I have sequences of digits originally from Mnist data set that I've manipulated with OpenCV. They are saved in a pickle file. They are 1 channel images with shape (112, 112).
I want to run these through an OpenCV Cascade Classifier, similar to docs.opencv.org/trunk/d7/d8b/tutorial_py_face_detection.html, but instead with these github.com/ankitdhall/Google-Street-View-House-Numbers-Digit-Localization.
Here is my attempt:
data = p.load_file('data/train_sequences00.pickle')
zero = cv2.CascadeClassifier('data/Google-Street-View-House-Numbers-Digit-Localization/cascades/cascade0/cascade.xml')
one = cv2.CascadeClassifier('data/Google-Street-View-House-Numbers-Digit-Localization/cascades/cascade1/cascade.xml')
two = cv2.CascadeClassifier('data/Google-Street-View-House-Numbers-Digit-Localization/cascades/cascade2/cascade.xml')

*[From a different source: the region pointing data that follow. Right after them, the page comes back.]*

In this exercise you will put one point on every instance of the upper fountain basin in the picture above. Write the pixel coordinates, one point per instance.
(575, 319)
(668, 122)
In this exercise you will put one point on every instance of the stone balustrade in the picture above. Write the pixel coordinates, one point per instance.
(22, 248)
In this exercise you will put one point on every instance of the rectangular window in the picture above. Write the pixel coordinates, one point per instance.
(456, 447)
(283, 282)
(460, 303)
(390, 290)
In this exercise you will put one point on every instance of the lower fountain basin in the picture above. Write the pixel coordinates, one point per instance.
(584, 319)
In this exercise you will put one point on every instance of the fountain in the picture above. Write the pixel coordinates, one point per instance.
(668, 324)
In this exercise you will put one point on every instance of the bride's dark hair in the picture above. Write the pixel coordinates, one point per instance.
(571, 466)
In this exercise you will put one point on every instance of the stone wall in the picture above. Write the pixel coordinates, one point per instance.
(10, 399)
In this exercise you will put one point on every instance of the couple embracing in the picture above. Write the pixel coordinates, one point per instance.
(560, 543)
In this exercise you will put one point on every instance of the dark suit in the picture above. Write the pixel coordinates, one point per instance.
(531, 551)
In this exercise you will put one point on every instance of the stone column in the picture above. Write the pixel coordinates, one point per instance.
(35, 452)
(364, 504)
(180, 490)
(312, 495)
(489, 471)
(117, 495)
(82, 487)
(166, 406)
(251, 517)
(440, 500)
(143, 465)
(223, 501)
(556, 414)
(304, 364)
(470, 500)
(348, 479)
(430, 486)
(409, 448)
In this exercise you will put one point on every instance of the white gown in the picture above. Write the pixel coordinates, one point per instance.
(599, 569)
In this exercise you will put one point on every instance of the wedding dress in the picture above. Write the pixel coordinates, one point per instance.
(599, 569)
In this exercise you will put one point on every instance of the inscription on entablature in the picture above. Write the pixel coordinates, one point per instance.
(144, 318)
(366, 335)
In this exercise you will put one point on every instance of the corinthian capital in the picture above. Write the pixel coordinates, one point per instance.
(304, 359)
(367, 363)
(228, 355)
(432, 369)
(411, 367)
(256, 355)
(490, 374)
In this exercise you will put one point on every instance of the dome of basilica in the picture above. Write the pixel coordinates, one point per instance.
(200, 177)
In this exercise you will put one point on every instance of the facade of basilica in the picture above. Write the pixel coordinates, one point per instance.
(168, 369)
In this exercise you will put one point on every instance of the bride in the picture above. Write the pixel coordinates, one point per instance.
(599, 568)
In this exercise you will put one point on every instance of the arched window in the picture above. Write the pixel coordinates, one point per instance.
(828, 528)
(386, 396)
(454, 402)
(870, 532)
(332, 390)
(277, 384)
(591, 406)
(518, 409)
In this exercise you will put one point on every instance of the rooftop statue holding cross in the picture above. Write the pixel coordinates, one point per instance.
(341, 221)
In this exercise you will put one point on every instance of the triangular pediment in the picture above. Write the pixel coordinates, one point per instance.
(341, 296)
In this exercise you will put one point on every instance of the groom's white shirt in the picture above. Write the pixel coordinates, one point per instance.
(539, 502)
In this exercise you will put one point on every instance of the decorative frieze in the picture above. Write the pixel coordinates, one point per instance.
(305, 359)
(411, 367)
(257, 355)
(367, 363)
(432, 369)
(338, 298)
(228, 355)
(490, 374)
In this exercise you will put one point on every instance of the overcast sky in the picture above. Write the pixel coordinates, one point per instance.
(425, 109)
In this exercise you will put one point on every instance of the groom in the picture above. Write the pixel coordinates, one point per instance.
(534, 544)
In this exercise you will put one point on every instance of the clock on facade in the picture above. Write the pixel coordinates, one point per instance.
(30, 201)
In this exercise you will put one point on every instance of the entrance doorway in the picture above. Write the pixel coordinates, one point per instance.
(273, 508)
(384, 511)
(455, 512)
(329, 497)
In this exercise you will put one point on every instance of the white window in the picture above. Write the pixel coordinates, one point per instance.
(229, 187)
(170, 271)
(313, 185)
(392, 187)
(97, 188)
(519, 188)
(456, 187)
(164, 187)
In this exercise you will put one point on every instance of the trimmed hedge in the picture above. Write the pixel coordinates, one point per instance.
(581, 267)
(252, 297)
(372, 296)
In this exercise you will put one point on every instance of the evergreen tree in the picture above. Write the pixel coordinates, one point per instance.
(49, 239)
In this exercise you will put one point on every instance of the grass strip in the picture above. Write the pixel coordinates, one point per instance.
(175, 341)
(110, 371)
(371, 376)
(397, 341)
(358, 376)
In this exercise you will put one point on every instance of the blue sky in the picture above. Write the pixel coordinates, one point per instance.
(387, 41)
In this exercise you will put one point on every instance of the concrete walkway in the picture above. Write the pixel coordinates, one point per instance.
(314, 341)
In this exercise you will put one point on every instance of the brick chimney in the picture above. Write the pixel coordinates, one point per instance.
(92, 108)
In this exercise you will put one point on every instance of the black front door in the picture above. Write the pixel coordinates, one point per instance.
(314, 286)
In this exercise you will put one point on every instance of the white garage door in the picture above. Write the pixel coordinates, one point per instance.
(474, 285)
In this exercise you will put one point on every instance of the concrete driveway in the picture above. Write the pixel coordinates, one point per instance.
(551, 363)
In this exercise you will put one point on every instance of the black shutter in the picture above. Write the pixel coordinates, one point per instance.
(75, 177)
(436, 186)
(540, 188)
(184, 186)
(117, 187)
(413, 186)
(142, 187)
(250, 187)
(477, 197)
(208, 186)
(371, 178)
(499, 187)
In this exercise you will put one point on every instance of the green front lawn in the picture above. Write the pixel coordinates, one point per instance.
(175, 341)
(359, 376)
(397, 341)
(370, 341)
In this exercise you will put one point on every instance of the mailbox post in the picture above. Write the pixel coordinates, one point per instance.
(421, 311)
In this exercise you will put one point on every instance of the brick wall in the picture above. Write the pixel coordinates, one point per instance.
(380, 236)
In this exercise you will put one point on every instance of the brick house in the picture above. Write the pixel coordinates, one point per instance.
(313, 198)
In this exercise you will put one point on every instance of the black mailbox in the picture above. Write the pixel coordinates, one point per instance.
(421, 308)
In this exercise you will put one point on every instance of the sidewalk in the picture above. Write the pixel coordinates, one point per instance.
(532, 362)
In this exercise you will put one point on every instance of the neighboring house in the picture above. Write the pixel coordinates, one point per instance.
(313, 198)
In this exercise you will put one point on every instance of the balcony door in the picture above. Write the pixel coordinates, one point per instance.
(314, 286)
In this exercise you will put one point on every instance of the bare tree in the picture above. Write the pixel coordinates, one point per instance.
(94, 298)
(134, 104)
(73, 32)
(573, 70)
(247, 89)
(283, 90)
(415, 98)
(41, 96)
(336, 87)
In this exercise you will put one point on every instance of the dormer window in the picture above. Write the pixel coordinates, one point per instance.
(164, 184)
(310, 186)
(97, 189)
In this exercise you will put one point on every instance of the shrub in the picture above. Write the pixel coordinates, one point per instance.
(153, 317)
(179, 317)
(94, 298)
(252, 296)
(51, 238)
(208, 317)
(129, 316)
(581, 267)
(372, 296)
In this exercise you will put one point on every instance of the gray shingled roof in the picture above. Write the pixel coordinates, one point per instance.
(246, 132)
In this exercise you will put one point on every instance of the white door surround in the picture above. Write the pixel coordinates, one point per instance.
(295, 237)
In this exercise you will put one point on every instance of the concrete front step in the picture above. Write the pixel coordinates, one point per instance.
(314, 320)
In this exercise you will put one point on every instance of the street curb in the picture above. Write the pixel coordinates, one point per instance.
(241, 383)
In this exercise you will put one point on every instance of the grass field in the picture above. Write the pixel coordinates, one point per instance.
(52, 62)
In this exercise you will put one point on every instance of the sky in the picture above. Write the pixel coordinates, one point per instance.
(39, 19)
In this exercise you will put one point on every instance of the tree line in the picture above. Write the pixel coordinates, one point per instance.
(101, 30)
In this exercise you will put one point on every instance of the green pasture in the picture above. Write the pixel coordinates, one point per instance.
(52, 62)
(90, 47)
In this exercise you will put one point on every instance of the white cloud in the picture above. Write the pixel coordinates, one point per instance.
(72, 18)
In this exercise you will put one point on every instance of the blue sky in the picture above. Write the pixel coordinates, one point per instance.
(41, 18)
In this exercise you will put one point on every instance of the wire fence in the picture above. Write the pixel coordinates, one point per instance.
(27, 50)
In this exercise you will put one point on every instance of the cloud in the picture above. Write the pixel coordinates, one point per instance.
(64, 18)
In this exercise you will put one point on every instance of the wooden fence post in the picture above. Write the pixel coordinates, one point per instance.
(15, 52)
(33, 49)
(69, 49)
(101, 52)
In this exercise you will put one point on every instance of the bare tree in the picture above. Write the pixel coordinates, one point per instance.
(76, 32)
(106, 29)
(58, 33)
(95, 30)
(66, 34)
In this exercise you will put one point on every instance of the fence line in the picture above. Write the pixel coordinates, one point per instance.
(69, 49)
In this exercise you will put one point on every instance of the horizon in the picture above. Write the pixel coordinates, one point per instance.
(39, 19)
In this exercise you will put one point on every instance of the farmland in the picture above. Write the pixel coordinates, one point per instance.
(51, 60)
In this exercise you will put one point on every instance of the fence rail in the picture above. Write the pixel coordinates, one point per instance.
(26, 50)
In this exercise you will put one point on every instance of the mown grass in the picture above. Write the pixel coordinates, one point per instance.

three = cv2.CascadeClassifier('data/Google-Street-View-House-Numbers-Digit-Localization/cascades/cascade3/cascade.xml')
four = cv2.CascadeClassifier('data/Google-Street-View-House-Numbers-Digit-Localization/cascades/cascade4/cascade.xml')
five = cv2.CascadeClassifier('data/Google-Street-View-House-Numbers-Digit-Localization/cascades/cascade5/cascade.xml')

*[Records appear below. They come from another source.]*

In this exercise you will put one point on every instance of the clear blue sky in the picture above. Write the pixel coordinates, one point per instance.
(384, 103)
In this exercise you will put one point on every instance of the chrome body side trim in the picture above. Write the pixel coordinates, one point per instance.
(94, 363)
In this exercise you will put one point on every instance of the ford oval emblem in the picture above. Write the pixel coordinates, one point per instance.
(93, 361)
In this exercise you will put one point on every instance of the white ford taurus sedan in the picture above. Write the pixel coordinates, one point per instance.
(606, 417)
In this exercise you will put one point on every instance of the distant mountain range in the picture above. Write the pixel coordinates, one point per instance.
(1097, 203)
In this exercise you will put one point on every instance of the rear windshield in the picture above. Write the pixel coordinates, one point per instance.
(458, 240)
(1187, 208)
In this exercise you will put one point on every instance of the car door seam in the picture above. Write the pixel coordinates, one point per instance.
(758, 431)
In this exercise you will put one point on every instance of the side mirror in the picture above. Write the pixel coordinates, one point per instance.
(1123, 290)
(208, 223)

six = cv2.CascadeClassifier('data/Google-Street-View-House-Numbers-Digit-Localization/cascades/cascade6/cascade.xml')
seven = cv2.CascadeClassifier('data/Google-Street-View-House-Numbers-Digit-Localization/cascades/cascade7/cascade.xml')
eight = cv2.CascadeClassifier('data/Google-Street-View-House-Numbers-Digit-Localization/cascades/cascade8/cascade.xml')
nine = cv2.CascadeClassifier('data/Google-Street-View-House-Numbers-Digit-Localization/cascades/cascade9/cascade.xml')
gray = np.array(data['sequences'][0]).astype(np.float32)
gray = cv2.cvtColor(gray, cv2.COLOR_GRAY2BGR)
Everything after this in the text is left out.